(RNS) Almost all U.S. churches witnessed a change in the financial giving they received in 2010 compared to 2009, with smaller churches feeling the squeeze but larger churches faring relatively better, according to a new report.
Only 12 percent of churches reported unchanged giving from 2009, according to the State of the Plate survey released Wednesday (March 30), while 43 percent of churches experienced a giving increase and 39 percent reported a decrease.

Smaller congregations were more likely to see a decrease in giving, said Matt Branaugh, an editor at Christianity Today International, which helped gather the data for the State of the Plate for the past two years.

“We do see smaller churches continuing to struggle, it seems more so than larger-sized churches,” Branaugh said.

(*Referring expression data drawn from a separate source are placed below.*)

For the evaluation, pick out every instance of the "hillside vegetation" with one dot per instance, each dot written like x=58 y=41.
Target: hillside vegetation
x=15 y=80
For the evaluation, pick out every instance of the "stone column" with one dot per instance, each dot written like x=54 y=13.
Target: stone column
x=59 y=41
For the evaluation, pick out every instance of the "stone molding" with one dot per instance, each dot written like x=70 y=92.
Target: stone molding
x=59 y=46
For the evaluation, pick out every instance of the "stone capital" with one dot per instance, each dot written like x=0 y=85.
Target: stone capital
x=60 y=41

The report found that about 40 percent of churches with fewer than 249 attendees experienced a drop in giving. Only 29 percent of megachurches, with an average weekend attendance of more than 2,000, reported a decrease in giving, according to the report.

The percentage of churches that reported a drop in giving in 2010 rose slightly from 2009, from 38 percent to 39 percent. Churches that reported an increase in giving rose from 35 percent in 2009 to 43 percent in 2010.

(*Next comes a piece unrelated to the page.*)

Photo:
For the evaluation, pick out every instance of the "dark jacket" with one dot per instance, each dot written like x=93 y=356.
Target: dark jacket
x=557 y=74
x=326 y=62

The State of the Plate survey was launched in 2008 when Brian Kluth, founder of Colorado Springs, Colo.-based Maximum Generosity, realized there was minimal solid data on church finances.

The following year, Kluth’s financial consulting firm recruited Christianity Today International in compiling the report. The Evangelical Council for Financial Accountability joined both organizations this year to analyze self-reported 2010 data from churches.

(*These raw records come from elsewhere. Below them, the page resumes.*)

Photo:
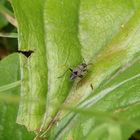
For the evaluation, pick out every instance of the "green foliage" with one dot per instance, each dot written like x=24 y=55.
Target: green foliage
x=9 y=93
x=63 y=33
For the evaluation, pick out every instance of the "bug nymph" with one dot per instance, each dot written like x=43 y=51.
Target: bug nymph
x=78 y=71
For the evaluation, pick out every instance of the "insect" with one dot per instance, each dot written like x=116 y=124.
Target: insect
x=78 y=71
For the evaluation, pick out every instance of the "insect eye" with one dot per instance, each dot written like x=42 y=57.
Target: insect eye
x=75 y=72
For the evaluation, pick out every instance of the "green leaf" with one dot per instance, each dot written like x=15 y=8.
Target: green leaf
x=9 y=73
x=63 y=34
x=34 y=68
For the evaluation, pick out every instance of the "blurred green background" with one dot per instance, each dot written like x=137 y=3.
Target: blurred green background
x=9 y=44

The survey is a constituency survey, based on email responses submitted by 1,507 congregations and is not a traditional random phone sample with a margin of error.

Almost all responding churches (91 percent) expressed concern over the potential of a government revision of the rules for charitable deductions. Kluth said the Obama administration’s proposal to reduce tax deductions for high-end charitable donors will impact gifts given to churches.

“If the government’s plan to change the rules on charitable tax deductions goes through, giving to charities and churches and the help they give to others will likely be negatively impacted at a time it is needed the most,” Kluth said in a statement.